ACTUALITÉS
CRITIQUE : Preludes, Southwark Playhouse ✭✭✭✭✭
Publié le
12 septembre 2019
Par
julianeaves
Share
Julian Eaves critique Preludes de Dave Malloy, actuellement au Southwark Playhouse.
Keith Ramsay dans Preludes. Photo: Scott Rylander Preludes Southwark Playhouse
11 septembre 2019
5 Étoiles
RÉSERVER DES BILLETS
Suite à la première désastreusement ratée de sa première symphonie, le compositeur russe Sergei Rachmaninoff a connu trois années de blocage créatif ; sa solution ultime fut une thérapie de l'hypnose et de la psychothérapie prodiguée par l'extraordinaire Dr Dahl. Après plusieurs mois de séances quotidiennes, il fut libéré du doute paralysant et de la peur de l'échec, ce qui lui permit de revenir à la vie avec éclat - et à la renommée éternelle - comme créateur de son deuxième concerto pour piano, probablement son œuvre la plus populaire. Il est également devenu la bande-son du film 'Brief Encounter' et de nombreuses autres histoires d'amour depuis lors. C'est une histoire merveilleuse d'art et de thérapie surmontant l'adversité émotionnelle. Cependant, si vous vous attendez à une sorte de 'On A Clear Day You Can See Forever' mélangé avec de la vodka et des sablés, alors, comme ceux qui vont dans les bois aujourd'hui, vous allez avoir une grande surprise.
Keith Ramsay et Georgia Louise. Photo: Scott Rylander
Dave Malloy, le remarquable et inégalable créateur américain de nouveau théâtre musical ('Natasha, Pierre and the Great Comet of 1812', 'Ghost Quartet' et d'autres spectacles qui remportent des récompenses - y compris des nominations aux Obies et Tony - depuis 2007) a tourné son attention vers cette histoire dans la manière d'un auteur.
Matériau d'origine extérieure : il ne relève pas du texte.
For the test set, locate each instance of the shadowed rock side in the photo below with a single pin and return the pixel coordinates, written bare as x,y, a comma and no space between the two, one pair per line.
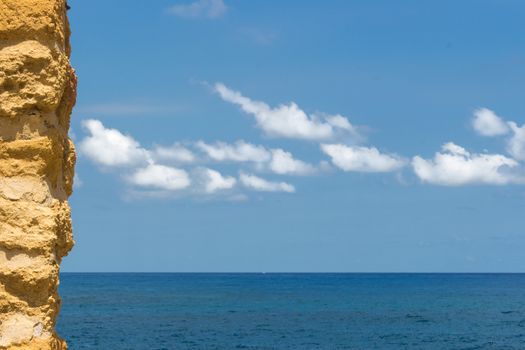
37,93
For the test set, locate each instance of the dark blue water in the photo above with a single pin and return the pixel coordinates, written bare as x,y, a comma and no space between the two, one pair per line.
293,311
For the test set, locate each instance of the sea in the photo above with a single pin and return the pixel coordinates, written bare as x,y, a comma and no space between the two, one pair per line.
292,311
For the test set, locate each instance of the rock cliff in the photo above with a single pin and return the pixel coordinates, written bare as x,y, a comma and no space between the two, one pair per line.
37,93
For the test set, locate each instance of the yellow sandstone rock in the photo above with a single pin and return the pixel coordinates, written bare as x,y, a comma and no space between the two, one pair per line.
37,93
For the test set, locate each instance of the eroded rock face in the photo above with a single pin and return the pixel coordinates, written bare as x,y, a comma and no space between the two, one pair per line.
37,93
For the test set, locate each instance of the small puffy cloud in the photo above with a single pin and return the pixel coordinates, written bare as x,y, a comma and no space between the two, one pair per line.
199,9
285,120
284,163
259,184
275,160
109,147
215,181
455,166
487,123
239,152
161,177
516,143
362,159
176,153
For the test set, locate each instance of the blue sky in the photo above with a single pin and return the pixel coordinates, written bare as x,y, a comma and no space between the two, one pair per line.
345,136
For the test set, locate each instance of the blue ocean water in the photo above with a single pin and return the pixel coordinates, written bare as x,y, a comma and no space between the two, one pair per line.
293,311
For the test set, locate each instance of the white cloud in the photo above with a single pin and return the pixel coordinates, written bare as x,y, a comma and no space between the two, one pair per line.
455,166
160,177
363,159
214,181
77,182
239,152
276,160
284,163
285,120
487,123
259,184
200,9
176,153
516,143
109,147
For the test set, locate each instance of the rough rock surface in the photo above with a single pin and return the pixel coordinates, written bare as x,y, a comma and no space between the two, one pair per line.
37,93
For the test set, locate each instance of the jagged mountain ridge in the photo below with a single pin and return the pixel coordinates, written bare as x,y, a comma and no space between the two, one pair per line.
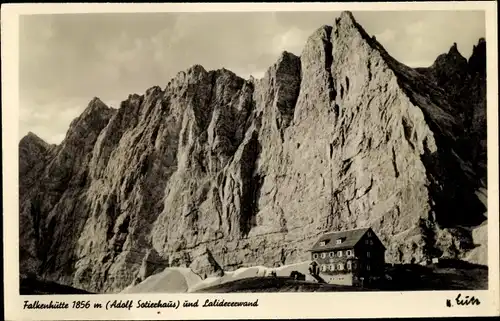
251,171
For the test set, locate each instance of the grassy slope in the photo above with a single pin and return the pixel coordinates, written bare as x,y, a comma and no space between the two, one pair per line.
446,276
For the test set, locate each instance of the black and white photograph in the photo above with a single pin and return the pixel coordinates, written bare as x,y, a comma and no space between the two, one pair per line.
192,152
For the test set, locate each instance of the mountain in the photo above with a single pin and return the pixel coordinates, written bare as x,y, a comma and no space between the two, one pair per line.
216,172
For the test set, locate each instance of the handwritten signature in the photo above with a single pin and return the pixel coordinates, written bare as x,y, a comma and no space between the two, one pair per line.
463,301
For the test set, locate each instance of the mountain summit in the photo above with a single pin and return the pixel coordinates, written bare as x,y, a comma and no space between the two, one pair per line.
252,171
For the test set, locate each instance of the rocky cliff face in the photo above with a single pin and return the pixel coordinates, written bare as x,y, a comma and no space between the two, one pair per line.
216,172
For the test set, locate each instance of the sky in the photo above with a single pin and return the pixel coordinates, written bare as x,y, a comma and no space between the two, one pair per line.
67,59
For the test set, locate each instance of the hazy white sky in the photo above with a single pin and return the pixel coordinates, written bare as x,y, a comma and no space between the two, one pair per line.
67,59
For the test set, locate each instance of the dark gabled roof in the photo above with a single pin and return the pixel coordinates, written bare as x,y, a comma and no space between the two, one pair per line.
349,239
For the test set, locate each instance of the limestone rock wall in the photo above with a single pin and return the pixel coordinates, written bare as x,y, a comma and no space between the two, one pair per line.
217,172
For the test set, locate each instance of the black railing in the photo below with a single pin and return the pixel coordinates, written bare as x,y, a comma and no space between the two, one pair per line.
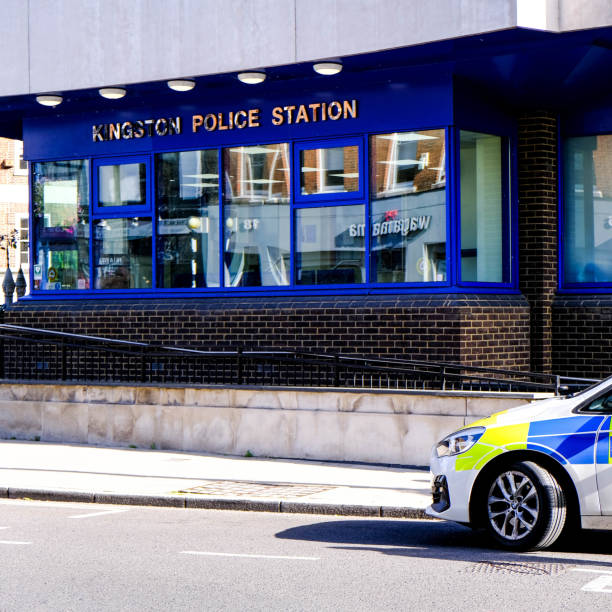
29,354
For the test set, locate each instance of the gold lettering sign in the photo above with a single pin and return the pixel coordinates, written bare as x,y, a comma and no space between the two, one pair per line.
240,119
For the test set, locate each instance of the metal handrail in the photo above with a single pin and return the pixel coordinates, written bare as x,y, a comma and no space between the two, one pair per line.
25,354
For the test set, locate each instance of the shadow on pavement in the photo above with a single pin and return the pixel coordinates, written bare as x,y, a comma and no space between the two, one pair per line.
440,540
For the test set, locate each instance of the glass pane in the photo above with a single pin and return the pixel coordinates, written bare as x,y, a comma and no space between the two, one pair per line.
122,253
122,185
330,245
256,223
408,225
329,170
188,219
408,162
482,233
588,210
60,194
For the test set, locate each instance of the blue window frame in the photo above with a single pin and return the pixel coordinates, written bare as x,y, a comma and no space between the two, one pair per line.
586,214
483,227
122,224
122,185
367,213
409,216
326,170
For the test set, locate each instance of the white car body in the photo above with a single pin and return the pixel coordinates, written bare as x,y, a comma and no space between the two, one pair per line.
569,437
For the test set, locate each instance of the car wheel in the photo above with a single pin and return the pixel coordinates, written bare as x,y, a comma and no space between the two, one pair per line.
525,508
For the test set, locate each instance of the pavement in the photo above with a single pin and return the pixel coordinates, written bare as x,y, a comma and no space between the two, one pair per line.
93,474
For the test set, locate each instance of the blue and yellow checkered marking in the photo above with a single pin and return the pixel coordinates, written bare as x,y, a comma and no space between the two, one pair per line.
568,440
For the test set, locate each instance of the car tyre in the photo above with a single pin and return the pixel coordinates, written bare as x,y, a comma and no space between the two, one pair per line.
525,508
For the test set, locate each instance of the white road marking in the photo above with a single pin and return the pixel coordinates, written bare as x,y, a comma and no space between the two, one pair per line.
212,554
601,584
590,571
100,513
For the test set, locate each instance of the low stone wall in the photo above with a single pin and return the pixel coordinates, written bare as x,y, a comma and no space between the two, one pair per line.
375,427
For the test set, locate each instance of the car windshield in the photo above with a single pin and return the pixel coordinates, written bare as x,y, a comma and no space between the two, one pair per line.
598,386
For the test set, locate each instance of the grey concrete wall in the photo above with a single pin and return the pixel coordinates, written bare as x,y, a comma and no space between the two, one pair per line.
396,428
61,45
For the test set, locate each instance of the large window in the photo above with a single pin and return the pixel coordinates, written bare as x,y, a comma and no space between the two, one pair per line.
60,193
330,245
354,212
122,253
484,209
587,232
188,219
408,210
256,213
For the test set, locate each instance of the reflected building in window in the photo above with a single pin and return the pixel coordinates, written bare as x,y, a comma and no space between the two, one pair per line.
408,208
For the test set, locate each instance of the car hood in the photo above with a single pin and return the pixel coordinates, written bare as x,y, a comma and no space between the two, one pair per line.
554,407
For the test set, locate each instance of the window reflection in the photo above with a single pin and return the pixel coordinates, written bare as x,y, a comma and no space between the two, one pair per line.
330,245
482,238
60,193
122,253
256,226
188,219
122,185
408,224
588,209
329,170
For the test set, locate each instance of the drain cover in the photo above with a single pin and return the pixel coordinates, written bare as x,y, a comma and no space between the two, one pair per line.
254,489
509,567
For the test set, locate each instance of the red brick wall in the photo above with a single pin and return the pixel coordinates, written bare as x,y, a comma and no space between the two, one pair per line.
538,222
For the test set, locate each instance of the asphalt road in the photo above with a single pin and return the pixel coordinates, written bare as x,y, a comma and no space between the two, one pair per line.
56,556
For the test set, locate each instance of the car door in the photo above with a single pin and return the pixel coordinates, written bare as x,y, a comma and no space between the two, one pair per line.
604,467
603,451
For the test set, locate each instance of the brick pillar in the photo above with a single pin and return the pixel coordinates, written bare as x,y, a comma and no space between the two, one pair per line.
538,228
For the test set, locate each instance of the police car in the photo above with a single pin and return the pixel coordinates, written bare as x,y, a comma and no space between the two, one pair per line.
528,473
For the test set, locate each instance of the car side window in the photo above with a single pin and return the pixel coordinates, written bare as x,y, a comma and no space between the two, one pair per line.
602,404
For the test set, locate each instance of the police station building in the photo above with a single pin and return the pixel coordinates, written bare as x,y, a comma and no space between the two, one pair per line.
404,179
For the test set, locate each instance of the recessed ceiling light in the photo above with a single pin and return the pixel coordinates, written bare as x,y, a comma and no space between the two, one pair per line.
49,100
112,93
252,78
327,68
181,84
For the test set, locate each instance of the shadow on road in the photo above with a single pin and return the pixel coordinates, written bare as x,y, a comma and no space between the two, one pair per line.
439,540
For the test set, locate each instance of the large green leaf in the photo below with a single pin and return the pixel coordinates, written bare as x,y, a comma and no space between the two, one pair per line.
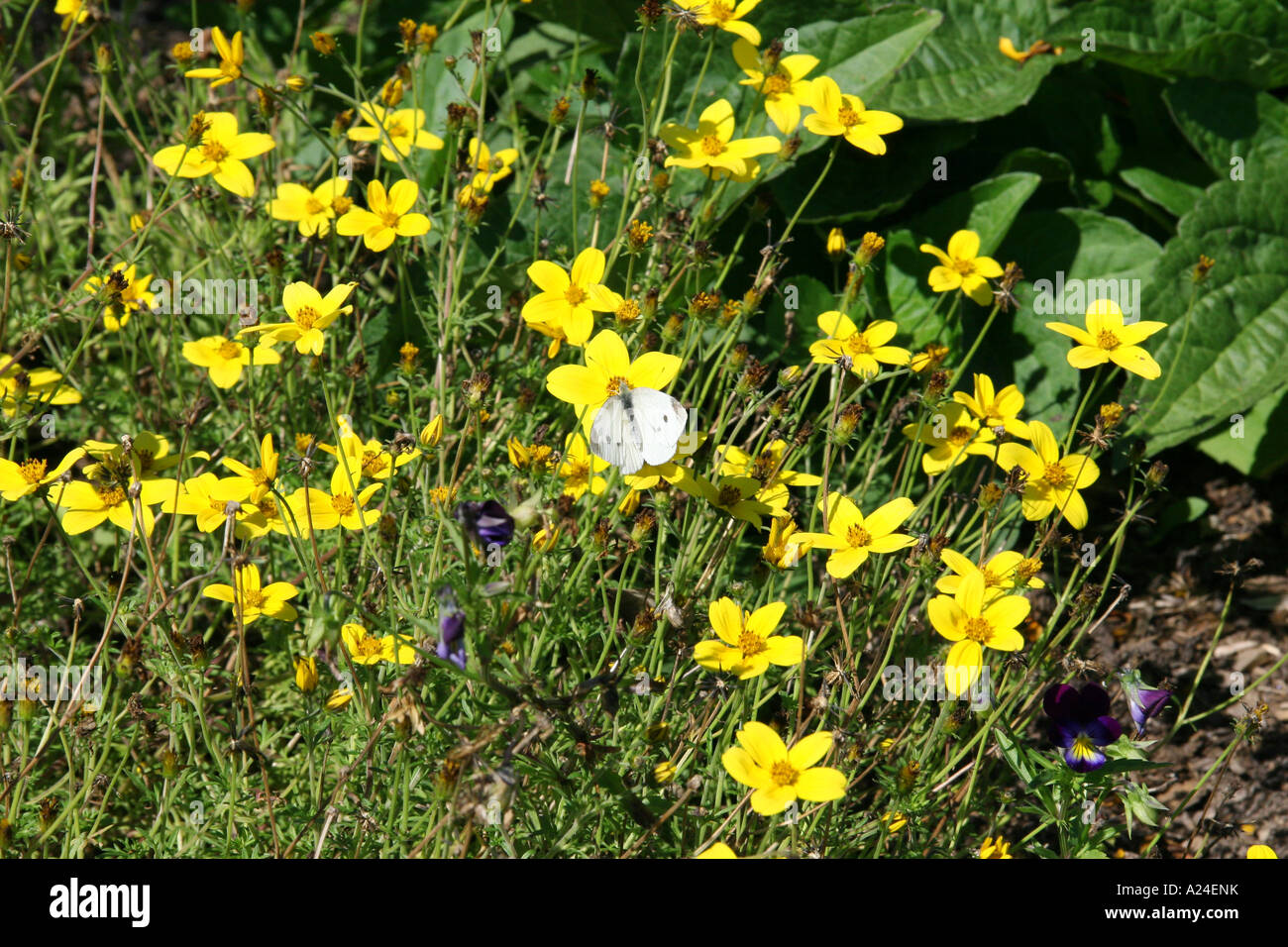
1235,348
1244,40
958,72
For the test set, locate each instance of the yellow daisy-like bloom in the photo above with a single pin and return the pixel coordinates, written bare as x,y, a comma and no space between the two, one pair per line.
385,215
127,291
608,371
725,14
257,600
222,153
782,776
712,147
310,313
21,386
231,58
258,479
975,624
21,479
398,132
962,268
1054,480
996,408
1107,339
785,89
366,650
489,166
71,12
853,538
1003,575
313,209
568,300
226,359
951,433
836,114
866,350
747,643
580,467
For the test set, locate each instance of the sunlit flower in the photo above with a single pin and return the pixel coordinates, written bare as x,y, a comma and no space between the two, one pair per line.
866,350
220,153
568,300
226,359
747,643
853,538
231,58
962,266
125,291
256,600
784,89
973,624
385,215
782,776
1107,339
836,114
398,132
313,209
1052,480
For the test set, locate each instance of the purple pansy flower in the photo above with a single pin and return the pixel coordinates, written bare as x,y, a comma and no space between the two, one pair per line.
1144,702
1081,724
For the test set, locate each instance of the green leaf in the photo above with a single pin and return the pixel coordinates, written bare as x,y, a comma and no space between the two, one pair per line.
958,72
1218,39
1235,350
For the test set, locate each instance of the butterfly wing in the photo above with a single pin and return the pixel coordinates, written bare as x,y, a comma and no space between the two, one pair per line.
614,437
660,419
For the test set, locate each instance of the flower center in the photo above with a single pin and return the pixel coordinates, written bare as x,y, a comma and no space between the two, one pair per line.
784,774
978,630
858,538
33,471
1056,475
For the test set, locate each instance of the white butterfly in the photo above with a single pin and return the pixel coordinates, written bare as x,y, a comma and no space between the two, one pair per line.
638,427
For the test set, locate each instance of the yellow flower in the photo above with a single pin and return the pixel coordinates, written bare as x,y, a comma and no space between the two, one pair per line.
962,266
836,114
307,674
747,643
220,153
1107,339
853,538
784,89
996,408
580,467
385,215
951,433
974,624
1054,480
258,600
312,209
231,58
21,386
1003,574
711,145
125,292
725,14
224,360
864,350
782,776
608,371
310,313
30,475
398,132
568,300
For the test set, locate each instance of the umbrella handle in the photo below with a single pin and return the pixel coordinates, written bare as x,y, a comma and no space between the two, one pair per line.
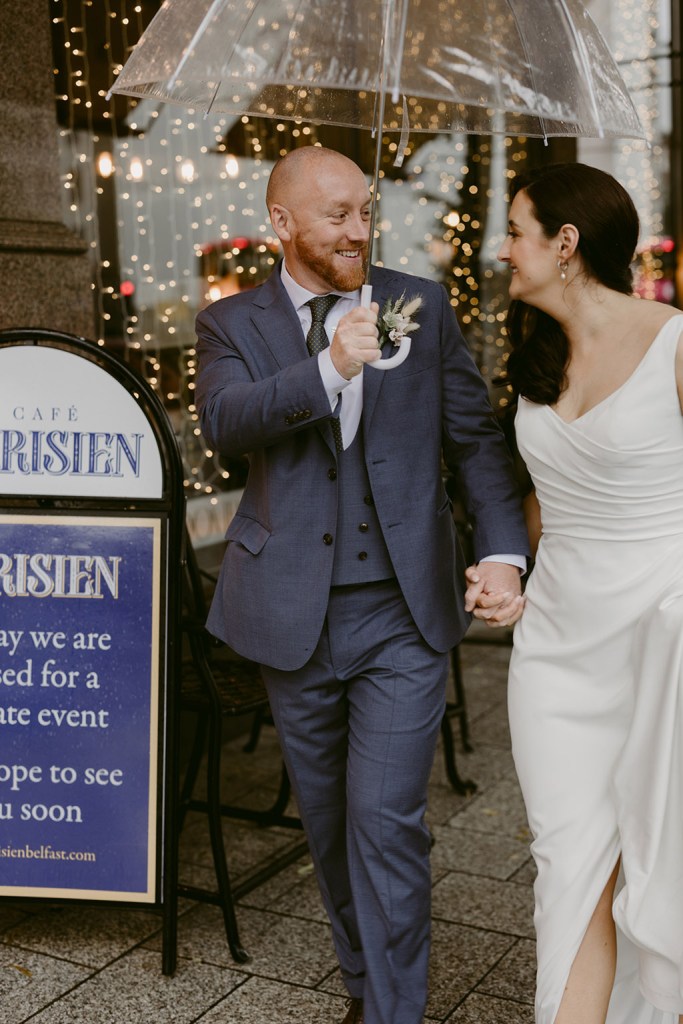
404,346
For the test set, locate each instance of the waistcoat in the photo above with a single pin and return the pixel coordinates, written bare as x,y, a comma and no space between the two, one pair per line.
360,554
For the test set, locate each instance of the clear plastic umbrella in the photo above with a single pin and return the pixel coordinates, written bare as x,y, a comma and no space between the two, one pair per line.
535,68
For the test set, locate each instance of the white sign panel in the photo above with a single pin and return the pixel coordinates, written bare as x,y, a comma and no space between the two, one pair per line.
68,427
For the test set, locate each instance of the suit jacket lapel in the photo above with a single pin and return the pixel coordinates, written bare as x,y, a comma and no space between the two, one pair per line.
276,322
373,379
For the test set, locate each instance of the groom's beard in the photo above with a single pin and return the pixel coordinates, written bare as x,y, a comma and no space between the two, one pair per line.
328,265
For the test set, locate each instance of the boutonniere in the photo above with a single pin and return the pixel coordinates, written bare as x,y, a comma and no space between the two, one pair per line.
395,322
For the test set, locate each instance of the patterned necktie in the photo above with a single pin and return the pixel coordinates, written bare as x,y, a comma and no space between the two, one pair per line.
316,340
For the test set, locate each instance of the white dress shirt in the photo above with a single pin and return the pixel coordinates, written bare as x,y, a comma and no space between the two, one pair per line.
351,410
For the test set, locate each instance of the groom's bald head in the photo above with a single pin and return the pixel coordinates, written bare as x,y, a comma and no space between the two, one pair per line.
293,175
Il écrit le livret, les paroles, la musique et les orchestrations, dirigeant les expériences de ses sujets à travers le prisme transformateur de sa propre vie et de son époque, et crée quelque chose de totalement nouveau et différent. Dans cette production de la première britannique au toujours entreprenant Southwark Playhouse, avec Alex Sutton, il a trouvé un metteur en scène doté de l'intelligence, du flair théâtral et - surtout - de l'engagement personnel nécessaire pour réaliser sa vision. Danielle Tarento produit, et l'équipe créative et la distribution rassemblées pour cet événement révolutionnaire sont parmi les meilleurs.
Keith Ramsay, Georgia Louise, et Rebecca Caine. Photo: Scott Rylander
Tout d'abord, il y a un essai dans le programme où Sutton révèle son attitude envers le projet et le théâtre en général : 'À quoi ça sert ? Quel est son but ? Est-ce juste pour divertir ? Est-ce pour être reconnu ? Est-ce pour la gloire ? Est-ce pour la renommée ? Est-ce pour l'acceptation ?' De nombreuses autres questions suivent. Puis nous arrivons à la direction qu'il a trouvée pour cette production : 'Au lieu d'un musical traditionnel qui crie, "REGARDEZ MOI !", ou d'une pièce qui dit, "Pensez à moi", ce spectacle dit, "Ralentissez, écoutez, restez calme, réfléchissez, créez, acceptez qui vous êtes et finalement, vous pouvez naviguer dans ce monde."' Avec ces pensées en tête, vous êtes prêt à entrer dans l'espace vaste pour rencontrer une présentation comme vous n'avez probablement jamais entendu ou vu auparavant.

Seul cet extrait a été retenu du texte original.